Le regard et l’écriture : photographier l’haleine du Diable
« Je suis partie à la guerre faire des photos sans raison, et c’en est une. » (1)
(Parlant d’elle-même) : « Elle était obsédée par la guerre, la misère, la souffrance, pouvait rire aux éclats après avoir travaillé, mais elle était incapable de photographier la joie ou le soleil. Ça ne l’intéressait pas ou elle ne voyait pas, je ne saurais vous dire. Elle donnait l’impression d’être du côté de ceux qu’elle fixait dans son objectif, était exaltée pendant les révolutions, épuisée pendant les famines, fébrile et déterminée pendant les guerres. Elle disait ne pas comprendre pourquoi. Travaillait à l’instinct et photographiait ce qu’elle sentait. » (2)
« J’ai commencé à décrire la guerre… et j’ai fini par photographier non plus la guerre en elle-même, mais les gens de la guerre.
Je me suis mise à photographier comme j’écrivais.
Ou vice-versa.
Je ne sais plus.
Mon but est devenu de pouvoir fondre totalement l’écriture et la photographie dans un seul et même style.
Ce que je décrivais devait être ce que je voyais.
Je ne voulais plus que des histoires humaines.

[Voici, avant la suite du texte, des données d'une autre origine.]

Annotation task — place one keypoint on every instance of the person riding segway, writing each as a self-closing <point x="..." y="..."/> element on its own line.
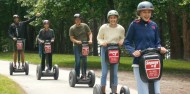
<point x="79" y="34"/>
<point x="46" y="38"/>
<point x="16" y="33"/>
<point x="143" y="34"/>
<point x="111" y="33"/>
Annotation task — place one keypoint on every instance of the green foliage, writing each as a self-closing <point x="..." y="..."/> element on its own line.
<point x="7" y="86"/>
<point x="170" y="66"/>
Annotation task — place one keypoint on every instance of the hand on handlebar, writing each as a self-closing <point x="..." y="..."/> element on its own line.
<point x="41" y="41"/>
<point x="163" y="50"/>
<point x="52" y="40"/>
<point x="104" y="44"/>
<point x="90" y="41"/>
<point x="137" y="53"/>
<point x="120" y="43"/>
<point x="14" y="39"/>
<point x="78" y="42"/>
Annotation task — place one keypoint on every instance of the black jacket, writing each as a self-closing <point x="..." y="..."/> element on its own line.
<point x="46" y="35"/>
<point x="17" y="30"/>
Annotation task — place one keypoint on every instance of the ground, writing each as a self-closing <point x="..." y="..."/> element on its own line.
<point x="170" y="83"/>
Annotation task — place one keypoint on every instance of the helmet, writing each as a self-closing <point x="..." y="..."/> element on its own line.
<point x="15" y="16"/>
<point x="77" y="15"/>
<point x="45" y="21"/>
<point x="144" y="5"/>
<point x="112" y="13"/>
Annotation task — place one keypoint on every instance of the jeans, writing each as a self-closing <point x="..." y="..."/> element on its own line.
<point x="78" y="57"/>
<point x="40" y="50"/>
<point x="44" y="59"/>
<point x="105" y="69"/>
<point x="142" y="86"/>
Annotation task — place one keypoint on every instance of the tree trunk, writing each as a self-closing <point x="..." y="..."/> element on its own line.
<point x="161" y="32"/>
<point x="95" y="33"/>
<point x="175" y="40"/>
<point x="186" y="37"/>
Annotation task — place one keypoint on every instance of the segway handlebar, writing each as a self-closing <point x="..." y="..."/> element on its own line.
<point x="150" y="50"/>
<point x="20" y="39"/>
<point x="85" y="42"/>
<point x="112" y="44"/>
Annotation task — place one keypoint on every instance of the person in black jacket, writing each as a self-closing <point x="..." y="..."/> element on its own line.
<point x="46" y="34"/>
<point x="16" y="30"/>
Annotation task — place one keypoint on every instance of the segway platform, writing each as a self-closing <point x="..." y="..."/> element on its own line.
<point x="19" y="70"/>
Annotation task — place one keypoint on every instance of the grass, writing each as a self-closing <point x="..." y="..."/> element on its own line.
<point x="170" y="66"/>
<point x="8" y="86"/>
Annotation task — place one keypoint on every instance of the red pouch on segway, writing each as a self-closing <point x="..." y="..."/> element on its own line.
<point x="47" y="48"/>
<point x="19" y="45"/>
<point x="85" y="50"/>
<point x="113" y="56"/>
<point x="152" y="68"/>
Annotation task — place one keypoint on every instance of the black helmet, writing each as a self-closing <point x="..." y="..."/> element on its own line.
<point x="45" y="21"/>
<point x="77" y="15"/>
<point x="111" y="13"/>
<point x="15" y="16"/>
<point x="145" y="5"/>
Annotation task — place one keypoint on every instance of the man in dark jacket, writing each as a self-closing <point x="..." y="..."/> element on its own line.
<point x="46" y="33"/>
<point x="16" y="30"/>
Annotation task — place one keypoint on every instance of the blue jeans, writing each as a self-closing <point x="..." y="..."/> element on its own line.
<point x="78" y="57"/>
<point x="105" y="69"/>
<point x="40" y="50"/>
<point x="142" y="86"/>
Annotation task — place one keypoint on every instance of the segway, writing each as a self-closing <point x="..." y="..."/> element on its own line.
<point x="112" y="57"/>
<point x="90" y="79"/>
<point x="46" y="73"/>
<point x="150" y="66"/>
<point x="25" y="68"/>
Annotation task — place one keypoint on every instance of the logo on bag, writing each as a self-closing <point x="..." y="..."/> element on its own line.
<point x="19" y="45"/>
<point x="47" y="48"/>
<point x="113" y="56"/>
<point x="85" y="50"/>
<point x="152" y="68"/>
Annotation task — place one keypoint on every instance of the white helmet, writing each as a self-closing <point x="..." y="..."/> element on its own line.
<point x="112" y="13"/>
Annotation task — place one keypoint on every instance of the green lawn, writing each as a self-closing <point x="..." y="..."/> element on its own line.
<point x="170" y="66"/>
<point x="8" y="86"/>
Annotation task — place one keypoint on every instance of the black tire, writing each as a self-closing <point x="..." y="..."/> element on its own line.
<point x="97" y="89"/>
<point x="26" y="68"/>
<point x="39" y="72"/>
<point x="124" y="90"/>
<point x="56" y="72"/>
<point x="92" y="78"/>
<point x="72" y="78"/>
<point x="11" y="68"/>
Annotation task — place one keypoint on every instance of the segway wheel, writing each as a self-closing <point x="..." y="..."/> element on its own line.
<point x="97" y="89"/>
<point x="56" y="72"/>
<point x="39" y="72"/>
<point x="92" y="78"/>
<point x="26" y="68"/>
<point x="72" y="78"/>
<point x="124" y="90"/>
<point x="11" y="68"/>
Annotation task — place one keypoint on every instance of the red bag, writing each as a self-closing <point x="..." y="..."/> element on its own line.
<point x="19" y="45"/>
<point x="47" y="48"/>
<point x="152" y="68"/>
<point x="113" y="56"/>
<point x="85" y="50"/>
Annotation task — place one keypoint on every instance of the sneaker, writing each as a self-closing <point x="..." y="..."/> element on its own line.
<point x="47" y="70"/>
<point x="78" y="77"/>
<point x="84" y="77"/>
<point x="23" y="66"/>
<point x="14" y="66"/>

Dans mes textes comme dans mes photos. » (3)
La Bible d’Isabel
« Un homme à qui j’avais demandé ‘’pardon, pardon, je viens, j’arrive’’… a répondu, ‘’pas ce week-end, je suis déjà pris’’.
J’ai pris une claque et une leçon : un homme qui ne sait pas pardonner à une femme agenouillée n’est pas un homme. Verset 1 du Livre 1 de ma Bible personnelle.
Chacun a la sienne pour marcher droit et prendre le minimum de raclées.
Quant à tendre l’autre joue, ça restera à l’état de projet si tu veux bien. » (4)
« Vous pouvez dire que ma frénésie du malheur est malsaine. Et même si vous aviez raison… On cherche Dieu où on peut. » (5)
« Ils étaient une quinzaine qui balayaient de leur kalachnikov la ruine où nous nous abritions. Où était Dieu, où étaient les anges promis ? » (6)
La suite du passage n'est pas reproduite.